I do work in the field. It is very interesting but pretty tricky to get into these days. Feel free to ask if you have any more specific questions about genetic testing and i will try to answer. Sounds like the paed is sending it for arrays? Which will look for small deletions and duplications throughout the genome.

Geneticsbunny Mon 24-Feb-14 17:06:37

If they only ok one blood sample in a purple topped tube then they are probably doing arrays. If they took blood in a green or orange tube too then they might be looking at the chromosomes for larger more obvious changes but these are normally seen in children with more severe features.

Geneticsbunny Mon 24-Feb-14 17:07:08

Ok should be took obviously

hazeyjane Mon 24-Feb-14 18:25:55

GeneticsBunny - you work in the field.....apologies then for my half-assed ramblings about genetic testingblush

2boysnamedR Mon 24-Feb-14 18:31:10

Sounds like a exciting job - I only got down to chromosome extractions on my degree - but it was environmental biology. Plant DNA lol! I was terrified of the centrifuge...

Yes I think it's the whole array from what she said tonight. I will take a mental note of the tube tops - or dh will. Not sure i could see bubs in pain :0(


SanctiMoanyArse Mon 24-Feb-14 18:31:53

A lot of it seems to be regional as well.

We're getting results next week for full array other friends in different regions have been refused with our diagnoses (indeed, a friend with 2 asd and one chromosomal abnormality has been refused with a different paed) we already have had karyotypes which showed mutation, family has 2 x asd dx and expecting a third and probably fourth in next 12 months.

Geneticsbunny Mon 24-Feb-14 18:48:45

hazey it was a really good explanation. You obviously have a good grasp of how it all works.

2boys yes I really enjoy it but glad to be having some time off on mat leave at the moment. Things are changing so quickly in the field at the moment though. Just hope I can catch up when I go back.

I guess people could ask to be referred elsewhere? You can ask to be seen by anyone so people could ask to be seen by a consultant who is more pro testing?
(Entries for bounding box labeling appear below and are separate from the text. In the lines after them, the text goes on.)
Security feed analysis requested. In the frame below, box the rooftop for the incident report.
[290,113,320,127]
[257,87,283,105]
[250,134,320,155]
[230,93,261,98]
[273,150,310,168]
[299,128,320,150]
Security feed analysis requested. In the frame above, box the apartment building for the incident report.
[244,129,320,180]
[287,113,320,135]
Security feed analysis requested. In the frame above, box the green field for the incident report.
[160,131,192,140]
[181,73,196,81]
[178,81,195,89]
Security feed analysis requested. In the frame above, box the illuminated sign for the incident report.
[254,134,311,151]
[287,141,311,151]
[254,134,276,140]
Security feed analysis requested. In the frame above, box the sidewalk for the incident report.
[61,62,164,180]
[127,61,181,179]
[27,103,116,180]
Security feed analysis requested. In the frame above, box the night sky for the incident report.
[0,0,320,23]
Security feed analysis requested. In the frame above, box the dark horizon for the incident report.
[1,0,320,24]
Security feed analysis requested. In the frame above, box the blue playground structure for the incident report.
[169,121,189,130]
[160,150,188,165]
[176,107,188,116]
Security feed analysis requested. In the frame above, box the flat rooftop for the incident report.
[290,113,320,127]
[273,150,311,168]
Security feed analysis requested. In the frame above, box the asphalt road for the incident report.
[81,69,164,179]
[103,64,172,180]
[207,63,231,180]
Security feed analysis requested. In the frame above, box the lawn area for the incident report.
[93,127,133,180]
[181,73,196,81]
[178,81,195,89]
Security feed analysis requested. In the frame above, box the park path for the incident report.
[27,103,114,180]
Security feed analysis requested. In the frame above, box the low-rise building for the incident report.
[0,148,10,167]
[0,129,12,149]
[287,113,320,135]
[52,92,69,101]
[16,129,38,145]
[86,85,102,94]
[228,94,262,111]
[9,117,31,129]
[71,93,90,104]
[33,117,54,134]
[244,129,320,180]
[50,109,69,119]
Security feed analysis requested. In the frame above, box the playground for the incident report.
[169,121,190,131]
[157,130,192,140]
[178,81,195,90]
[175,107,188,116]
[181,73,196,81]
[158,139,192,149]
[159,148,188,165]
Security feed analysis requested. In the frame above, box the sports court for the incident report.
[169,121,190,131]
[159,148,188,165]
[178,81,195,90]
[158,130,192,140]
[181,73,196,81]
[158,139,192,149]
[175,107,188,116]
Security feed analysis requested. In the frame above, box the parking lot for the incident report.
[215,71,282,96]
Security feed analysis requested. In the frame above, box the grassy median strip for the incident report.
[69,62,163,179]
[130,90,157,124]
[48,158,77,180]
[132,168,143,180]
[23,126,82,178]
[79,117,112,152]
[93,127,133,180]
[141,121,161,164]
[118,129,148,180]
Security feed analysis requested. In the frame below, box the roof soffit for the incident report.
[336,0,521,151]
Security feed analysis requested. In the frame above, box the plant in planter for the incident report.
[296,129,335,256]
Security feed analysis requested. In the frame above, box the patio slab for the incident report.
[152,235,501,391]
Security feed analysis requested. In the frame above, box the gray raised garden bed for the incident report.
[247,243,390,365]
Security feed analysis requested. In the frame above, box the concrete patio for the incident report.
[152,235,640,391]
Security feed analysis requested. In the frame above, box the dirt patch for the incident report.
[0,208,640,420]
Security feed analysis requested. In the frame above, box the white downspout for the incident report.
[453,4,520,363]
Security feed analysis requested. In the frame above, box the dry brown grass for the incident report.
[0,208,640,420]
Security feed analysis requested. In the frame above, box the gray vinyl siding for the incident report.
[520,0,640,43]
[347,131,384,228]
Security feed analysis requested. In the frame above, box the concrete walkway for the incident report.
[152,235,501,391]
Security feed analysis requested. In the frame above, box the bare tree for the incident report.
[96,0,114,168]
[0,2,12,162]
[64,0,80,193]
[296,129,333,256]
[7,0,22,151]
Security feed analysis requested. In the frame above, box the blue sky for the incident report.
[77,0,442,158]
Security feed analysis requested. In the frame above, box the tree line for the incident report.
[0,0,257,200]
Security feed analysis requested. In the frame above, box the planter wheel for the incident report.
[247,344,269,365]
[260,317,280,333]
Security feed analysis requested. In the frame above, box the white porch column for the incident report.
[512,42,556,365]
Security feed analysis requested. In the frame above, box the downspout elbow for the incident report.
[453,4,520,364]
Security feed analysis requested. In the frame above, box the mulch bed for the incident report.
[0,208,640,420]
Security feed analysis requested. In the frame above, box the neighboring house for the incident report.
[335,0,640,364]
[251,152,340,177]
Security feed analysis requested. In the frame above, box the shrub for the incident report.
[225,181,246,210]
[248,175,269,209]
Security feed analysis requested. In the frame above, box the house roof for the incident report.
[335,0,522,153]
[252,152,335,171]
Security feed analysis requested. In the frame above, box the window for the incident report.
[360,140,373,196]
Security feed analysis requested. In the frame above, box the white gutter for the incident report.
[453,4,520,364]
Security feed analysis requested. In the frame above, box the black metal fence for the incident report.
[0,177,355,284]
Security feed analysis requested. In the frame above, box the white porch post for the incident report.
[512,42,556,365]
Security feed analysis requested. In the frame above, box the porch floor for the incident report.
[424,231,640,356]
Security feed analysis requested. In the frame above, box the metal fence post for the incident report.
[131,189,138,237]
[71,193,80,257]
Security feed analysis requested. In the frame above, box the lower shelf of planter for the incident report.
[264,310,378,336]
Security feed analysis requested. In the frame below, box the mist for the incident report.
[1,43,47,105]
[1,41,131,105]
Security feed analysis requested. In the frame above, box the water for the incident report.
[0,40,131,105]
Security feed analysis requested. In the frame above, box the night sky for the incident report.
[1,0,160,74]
Funding might still be an issue as it is based on where you live but the consultant could help fight your corner. To be honest individual cases can seem quite similar and actually be really different so array testing just might OT be the best option for some people.

within 5 years it will be reasonable for people to be having their whole genome sequenced and an array done on the nhs so all unusual changes will be identified. The difficult bit is then working out which one/s are causing the problems.